Division of Cardiology, University of Maryland School of Medicine, Baltimore, Maryland 21201, USA.
J Nucl Med. 2012 Jun;53(6):894-901. doi: 10.2967/jnumed.111.094904. Epub 2012 May 10.
The integration of myocardial scar models in 3-dimensional (3D) mapping systems may provide a novel way of helping to guide ventricular tachycardia (VT) ablations. This study assessed the value of (201)Tl SPECT perfusion imaging to define ventricular myocardial scar areas and to characterize electrophysiology voltage-derived myocardial substrate categories of scar, border zone (BZ), and normal myocardium regions. Scar and BZ regions have been implicated in the genesis of ventricular arrhythmias.
Ten patients scheduled for VT ablation underwent (201)Tl SPECT before the ablation procedure. 3D left ventricular (LV) scar models were created from the SPECT images. These scar models were registered with the LV voltage maps and analyzed with a 17-segment cardiac model. Scar location and scar burden were compared between the SPECT scar models and voltage maps. In addition, (201)Tl SPECT uptake was quantified using a 68-segment cardiac model and compared among voltage-defined scar, BZ, and normal segments.
3D models of LV myocardium and scar were successfully created from (201)Tl SPECT images and integrated in a clinical mapping system. The surface registration error with the electrophysiology voltage map was 4.4 ± 1.0 mm. The 3D scar location from SPECT matched in 72% of the segments with the voltage map findings. All successful ablation sites were located within the SPECT-defined scar or within 1 cm of its border, with 73% of the successful ablation sites within 1 cm of the scar border. Voltage measurements in SPECT-defined scar and normal areas were 1.2 ± 1.7 and 3.4 ± 2.8 mV, respectively (P < 0.001). The fractional SPECT scar burden area (18.8% ± 5.2%) agreed better with the abnormal (scar plus BZ) voltage area (20.8% ± 15.7%) than with the scar voltage area (5.8% ± 5.8%). Mean normalized (201)Tl uptake was 55% ± 21% in the voltage-defined scar, 63% ± 20% in BZ, and 79% ± 17% in normal myocardial segments (P < 0.05 for scar or BZ vs. normal).

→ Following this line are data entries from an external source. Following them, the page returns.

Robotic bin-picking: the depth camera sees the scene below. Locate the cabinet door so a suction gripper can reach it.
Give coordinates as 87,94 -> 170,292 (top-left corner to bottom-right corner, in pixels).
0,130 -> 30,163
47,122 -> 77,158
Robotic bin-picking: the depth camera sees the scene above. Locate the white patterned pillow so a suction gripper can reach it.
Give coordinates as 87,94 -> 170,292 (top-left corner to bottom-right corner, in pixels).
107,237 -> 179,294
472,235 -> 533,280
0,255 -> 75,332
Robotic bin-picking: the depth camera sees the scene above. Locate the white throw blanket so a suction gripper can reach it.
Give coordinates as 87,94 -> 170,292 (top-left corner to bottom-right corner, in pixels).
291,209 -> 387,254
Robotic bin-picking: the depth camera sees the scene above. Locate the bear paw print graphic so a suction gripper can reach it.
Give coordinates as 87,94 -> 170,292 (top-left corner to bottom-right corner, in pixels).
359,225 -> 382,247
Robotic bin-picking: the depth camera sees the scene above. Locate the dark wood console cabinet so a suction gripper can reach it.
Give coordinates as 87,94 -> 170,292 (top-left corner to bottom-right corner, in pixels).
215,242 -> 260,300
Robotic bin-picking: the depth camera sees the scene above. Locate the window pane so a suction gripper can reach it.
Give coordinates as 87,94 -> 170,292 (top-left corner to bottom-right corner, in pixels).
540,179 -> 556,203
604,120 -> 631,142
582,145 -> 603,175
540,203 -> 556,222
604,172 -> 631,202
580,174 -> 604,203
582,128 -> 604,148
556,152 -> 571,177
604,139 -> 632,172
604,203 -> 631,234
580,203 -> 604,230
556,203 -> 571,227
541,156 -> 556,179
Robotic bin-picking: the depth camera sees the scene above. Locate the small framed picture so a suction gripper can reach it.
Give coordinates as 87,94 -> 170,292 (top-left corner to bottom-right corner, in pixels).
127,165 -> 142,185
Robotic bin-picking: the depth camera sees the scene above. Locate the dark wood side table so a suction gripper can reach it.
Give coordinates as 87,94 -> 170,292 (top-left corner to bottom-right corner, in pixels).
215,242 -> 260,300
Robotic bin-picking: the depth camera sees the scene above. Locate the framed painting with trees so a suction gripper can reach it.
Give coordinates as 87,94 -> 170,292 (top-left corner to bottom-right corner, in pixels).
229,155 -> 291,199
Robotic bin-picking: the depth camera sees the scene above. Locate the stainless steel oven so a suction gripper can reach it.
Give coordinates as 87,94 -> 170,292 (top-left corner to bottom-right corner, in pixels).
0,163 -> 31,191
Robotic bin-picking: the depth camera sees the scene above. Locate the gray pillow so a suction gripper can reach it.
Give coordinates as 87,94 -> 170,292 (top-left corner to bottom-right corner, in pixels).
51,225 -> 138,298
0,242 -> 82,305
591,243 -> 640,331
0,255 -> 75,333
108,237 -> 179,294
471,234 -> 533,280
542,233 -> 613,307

3D SPECT surface models of LV scar were accurately integrated into a clinical mapping system and predicted endocardial voltage-defined scar. These preliminary data support the possible use of widely available (201)Tl SPECT to facilitate substrate-guided VT ablations.
评估放射性核素 201 铊(201Tl)单光子发射计算机断层扫描(SPECT)灌注成像在定义心室心肌瘢痕区域和对瘢痕、边界区(BZ)和正常心肌区域的电生理电压衍生心肌底物分类中的价值。瘢痕和 BZ 区域与室性心律失常的发生有关。

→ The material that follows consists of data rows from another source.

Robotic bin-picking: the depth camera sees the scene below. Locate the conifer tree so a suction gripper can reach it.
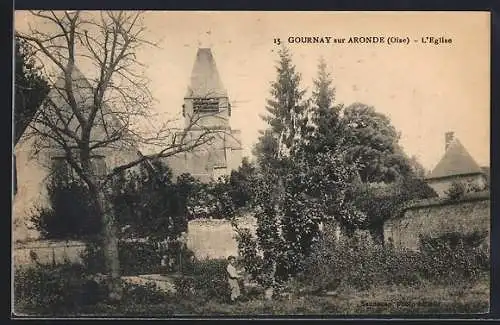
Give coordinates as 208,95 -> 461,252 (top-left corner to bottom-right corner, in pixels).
308,57 -> 344,152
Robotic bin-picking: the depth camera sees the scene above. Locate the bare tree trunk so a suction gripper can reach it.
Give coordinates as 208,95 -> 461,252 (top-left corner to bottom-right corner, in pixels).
97,186 -> 122,301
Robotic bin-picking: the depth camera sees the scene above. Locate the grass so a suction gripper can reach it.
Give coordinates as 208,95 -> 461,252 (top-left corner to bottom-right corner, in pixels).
18,278 -> 489,317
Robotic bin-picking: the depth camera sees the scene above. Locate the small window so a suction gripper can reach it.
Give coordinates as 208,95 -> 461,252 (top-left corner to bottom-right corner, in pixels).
91,156 -> 107,177
193,98 -> 219,113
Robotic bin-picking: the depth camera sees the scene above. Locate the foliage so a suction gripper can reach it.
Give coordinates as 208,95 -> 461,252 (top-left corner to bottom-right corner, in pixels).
301,233 -> 419,292
14,36 -> 49,144
420,231 -> 489,283
299,228 -> 489,293
343,103 -> 412,182
14,263 -> 106,313
305,58 -> 346,154
239,49 -> 364,289
31,171 -> 101,240
175,259 -> 230,302
229,157 -> 257,208
353,175 -> 437,242
236,228 -> 263,279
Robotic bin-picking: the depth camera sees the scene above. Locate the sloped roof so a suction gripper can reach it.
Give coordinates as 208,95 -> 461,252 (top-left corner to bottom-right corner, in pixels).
185,48 -> 227,98
427,138 -> 482,179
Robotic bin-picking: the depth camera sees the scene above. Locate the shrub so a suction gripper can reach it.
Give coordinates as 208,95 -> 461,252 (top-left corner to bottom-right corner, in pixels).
31,175 -> 101,239
82,241 -> 194,275
14,263 -> 107,314
175,259 -> 230,302
301,233 -> 426,293
445,181 -> 467,201
420,231 -> 489,283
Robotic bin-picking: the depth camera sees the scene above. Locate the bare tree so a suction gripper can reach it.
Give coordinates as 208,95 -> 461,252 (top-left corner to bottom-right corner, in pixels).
17,11 -> 231,299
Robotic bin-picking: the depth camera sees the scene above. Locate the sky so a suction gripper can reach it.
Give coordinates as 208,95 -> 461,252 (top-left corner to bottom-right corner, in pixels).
15,11 -> 490,170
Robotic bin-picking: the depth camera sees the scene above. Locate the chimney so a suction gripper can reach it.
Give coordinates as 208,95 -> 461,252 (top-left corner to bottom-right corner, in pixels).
444,132 -> 455,151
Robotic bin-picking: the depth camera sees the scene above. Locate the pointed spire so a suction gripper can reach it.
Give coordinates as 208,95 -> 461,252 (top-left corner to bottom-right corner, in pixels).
185,48 -> 227,98
427,138 -> 481,179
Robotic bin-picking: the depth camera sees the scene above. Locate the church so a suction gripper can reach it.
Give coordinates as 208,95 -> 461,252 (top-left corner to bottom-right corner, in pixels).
166,48 -> 242,182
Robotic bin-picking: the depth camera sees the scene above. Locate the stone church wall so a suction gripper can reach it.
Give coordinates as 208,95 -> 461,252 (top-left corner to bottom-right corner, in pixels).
384,192 -> 491,250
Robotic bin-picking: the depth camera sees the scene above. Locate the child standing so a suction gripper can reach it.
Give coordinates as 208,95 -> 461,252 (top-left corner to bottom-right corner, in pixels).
226,256 -> 241,302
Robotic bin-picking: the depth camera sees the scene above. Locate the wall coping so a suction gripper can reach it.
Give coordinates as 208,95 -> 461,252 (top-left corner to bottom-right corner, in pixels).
14,240 -> 86,249
402,191 -> 490,212
386,191 -> 490,226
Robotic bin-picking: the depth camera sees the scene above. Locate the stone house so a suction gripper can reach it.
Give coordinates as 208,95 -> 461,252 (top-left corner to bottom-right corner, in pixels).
426,132 -> 489,197
12,67 -> 139,242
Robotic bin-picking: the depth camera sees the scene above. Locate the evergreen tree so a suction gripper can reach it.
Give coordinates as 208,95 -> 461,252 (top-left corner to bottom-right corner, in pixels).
242,49 -> 361,283
14,37 -> 49,144
308,58 -> 343,152
256,48 -> 308,162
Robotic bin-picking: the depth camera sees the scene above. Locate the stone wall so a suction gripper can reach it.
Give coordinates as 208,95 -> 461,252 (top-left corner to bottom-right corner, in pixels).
12,240 -> 85,267
427,174 -> 487,197
187,216 -> 256,259
384,193 -> 490,249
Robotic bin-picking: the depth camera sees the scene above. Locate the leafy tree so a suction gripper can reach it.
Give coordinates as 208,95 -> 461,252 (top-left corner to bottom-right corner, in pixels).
16,11 -> 229,301
307,58 -> 344,152
229,157 -> 257,208
14,37 -> 49,193
31,171 -> 101,240
343,103 -> 411,182
240,50 -> 362,285
256,47 -> 308,163
112,161 -> 187,242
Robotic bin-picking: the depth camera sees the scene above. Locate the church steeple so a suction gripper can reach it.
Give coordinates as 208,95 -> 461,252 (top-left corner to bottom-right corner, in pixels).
183,48 -> 231,130
185,48 -> 227,98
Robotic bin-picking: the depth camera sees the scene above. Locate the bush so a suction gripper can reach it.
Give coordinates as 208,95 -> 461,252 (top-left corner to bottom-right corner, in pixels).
14,263 -> 107,314
175,259 -> 230,302
31,175 -> 101,240
420,231 -> 489,283
300,228 -> 489,293
82,241 -> 194,276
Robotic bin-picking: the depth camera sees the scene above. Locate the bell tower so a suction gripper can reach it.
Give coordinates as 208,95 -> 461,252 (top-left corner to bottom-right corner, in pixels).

10 例行室性心动过速(VT)消融的患者在消融前进行 201Tl SPECT。从 SPECT 图像中创建左心室(LV)瘢痕的 3D 模型。这些瘢痕模型与 LV 电压图进行了注册,并使用 17 节段心脏模型进行了分析。比较 SPECT 瘢痕模型和电压图之间的瘢痕位置和瘢痕负荷。此外,使用 68 节段心脏模型量化 201Tl SPECT 摄取量,并比较电压定义的瘢痕、BZ 和正常节段之间的摄取量。

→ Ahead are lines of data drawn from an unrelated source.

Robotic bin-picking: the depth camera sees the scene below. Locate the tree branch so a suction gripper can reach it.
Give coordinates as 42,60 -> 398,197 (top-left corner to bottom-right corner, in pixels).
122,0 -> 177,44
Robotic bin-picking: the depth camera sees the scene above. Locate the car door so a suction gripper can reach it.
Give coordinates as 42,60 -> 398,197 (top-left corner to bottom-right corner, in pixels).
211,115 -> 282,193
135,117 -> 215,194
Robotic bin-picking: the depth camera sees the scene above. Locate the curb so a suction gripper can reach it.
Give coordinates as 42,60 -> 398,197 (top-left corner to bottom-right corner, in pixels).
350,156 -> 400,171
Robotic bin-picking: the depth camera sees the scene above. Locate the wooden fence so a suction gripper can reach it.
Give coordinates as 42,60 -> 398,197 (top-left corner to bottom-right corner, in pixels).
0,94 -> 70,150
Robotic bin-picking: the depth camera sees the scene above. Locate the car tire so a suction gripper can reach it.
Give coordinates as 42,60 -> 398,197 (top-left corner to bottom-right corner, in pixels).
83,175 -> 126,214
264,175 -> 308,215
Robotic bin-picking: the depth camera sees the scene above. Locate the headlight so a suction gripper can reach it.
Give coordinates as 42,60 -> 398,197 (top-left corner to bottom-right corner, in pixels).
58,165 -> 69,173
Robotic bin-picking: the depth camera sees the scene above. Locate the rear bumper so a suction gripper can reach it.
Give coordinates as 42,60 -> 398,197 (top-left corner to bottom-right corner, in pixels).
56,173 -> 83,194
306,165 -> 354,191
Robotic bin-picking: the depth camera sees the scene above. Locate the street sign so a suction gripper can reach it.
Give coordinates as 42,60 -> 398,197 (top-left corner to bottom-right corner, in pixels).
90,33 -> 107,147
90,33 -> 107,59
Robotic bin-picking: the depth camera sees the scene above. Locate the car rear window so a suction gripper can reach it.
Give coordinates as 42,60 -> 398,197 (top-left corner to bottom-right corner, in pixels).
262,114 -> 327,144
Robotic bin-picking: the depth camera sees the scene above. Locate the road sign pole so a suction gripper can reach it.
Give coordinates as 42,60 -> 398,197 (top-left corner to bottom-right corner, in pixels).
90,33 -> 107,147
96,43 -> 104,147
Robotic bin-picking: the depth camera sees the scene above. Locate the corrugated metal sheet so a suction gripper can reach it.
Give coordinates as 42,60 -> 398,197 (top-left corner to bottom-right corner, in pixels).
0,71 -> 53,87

成功地从 201Tl SPECT 图像中创建了 LV 心肌和瘢痕的 3D 模型,并将其整合到临床映射系统中。与电生理电压图的表面注册误差为 4.4 ± 1.0mm。SPECT 定位的 3D 瘢痕位置与电压图发现的匹配率为 72%。所有成功的消融部位均位于 SPECT 定义的瘢痕内或其边界 1cm 范围内,73%的成功消融部位位于瘢痕边界 1cm 范围内。SPECT 定义的瘢痕和正常区域的电压测量值分别为 1.2 ± 1.7mV 和 3.4 ± 2.8mV(P < 0.001)。分数 SPECT 瘢痕负荷面积(18.8% ± 5.2%)与异常(瘢痕加 BZ)电压面积(20.8% ± 15.7%)的一致性优于瘢痕电压面积(5.8% ± 5.8%)。电压定义的瘢痕中归一化(201)Tl 摄取率为 55% ± 21%,BZ 中为 63% ± 20%,正常心肌节段中为 79% ± 17%(瘢痕或 BZ 与正常相比,P < 0.05)。
LV 瘢痕的 3D SPECT 表面模型被准确地整合到临床映射系统中,并预测了心内膜电压定义的瘢痕。这些初步数据支持使用广泛可用的 201Tl SPECT 来促进底物引导的 VT 消融。